Full-Text Search Processor

This invention relates to a full-text search processor for performing full-text search using keywords for text data in a semiconductor device.

In general, the process of finding specific data of documents and the like from a large amount of data of documents and the like (including text, literature, sentences, etc.) is called full-text search and/or keyword search, and is frequently utilized in all fields from web search, patent information search, in-house data search, and even PCs and smartphones.

Here, full-text search and/or keyword search are the basic information processing of natural language processing.

In processes of the full-text search, a keyword (a character or a character string as a key of “search,” “retrieve,” “information,” or the like) is given as a search condition, the character or character string is searched to determine whether or not it is included in documents and the like, and data of the documents and the like including the keyword are identified.
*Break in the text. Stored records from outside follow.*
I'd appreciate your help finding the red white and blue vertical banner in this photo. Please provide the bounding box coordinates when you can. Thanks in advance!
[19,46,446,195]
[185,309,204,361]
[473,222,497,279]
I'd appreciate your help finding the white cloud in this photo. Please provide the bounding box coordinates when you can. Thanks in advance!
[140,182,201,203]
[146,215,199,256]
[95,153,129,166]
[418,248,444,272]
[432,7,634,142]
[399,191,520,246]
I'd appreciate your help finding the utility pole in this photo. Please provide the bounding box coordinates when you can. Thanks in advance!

CPUs and/or GPUs, which are conventional processors, are generally not good at processing of finding information such as in search or the like, and attempting to read and search all document data without headings (indexes) requires a long time. For this reason, usually, a method is used, wherein indexes called inverted indexes are created in advance, and these inverted indexes are utilized to speed up a retrieval, and this is the only method for speeding up retrieval.
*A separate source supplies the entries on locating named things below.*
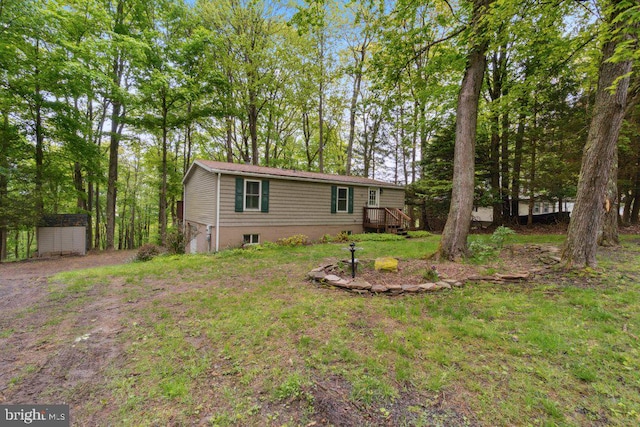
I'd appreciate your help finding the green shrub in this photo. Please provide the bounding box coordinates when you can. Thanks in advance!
[167,228,187,255]
[333,231,352,243]
[350,233,405,242]
[489,225,516,249]
[422,265,440,282]
[136,243,163,261]
[276,234,310,246]
[469,240,497,264]
[407,230,431,239]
Here, inverted indexes are generally created by using dictionary terms as headings (indexes) and/or by using character strings called N-grams as headings (indexes).

When dictionary terms are used as indexes, it is easy to detect words (terms) in English because of the scheme for creating text with a space separating each word (term), which is the so-called “split-writing” system, but in the case of Japanese and Chinese, this “split-writing” system is inapplicable.

Therefore, in the case of Japanese, a complicated method called morphological analysis is employed, which method isolates words (terms) according to the Japanese grammar.

Morphological indexes are characterized by a small number of indexes, but while forward matching works well, full-text search for middle and/or backward matches are difficult, and it is difficult to accommodate new terms such as popular words.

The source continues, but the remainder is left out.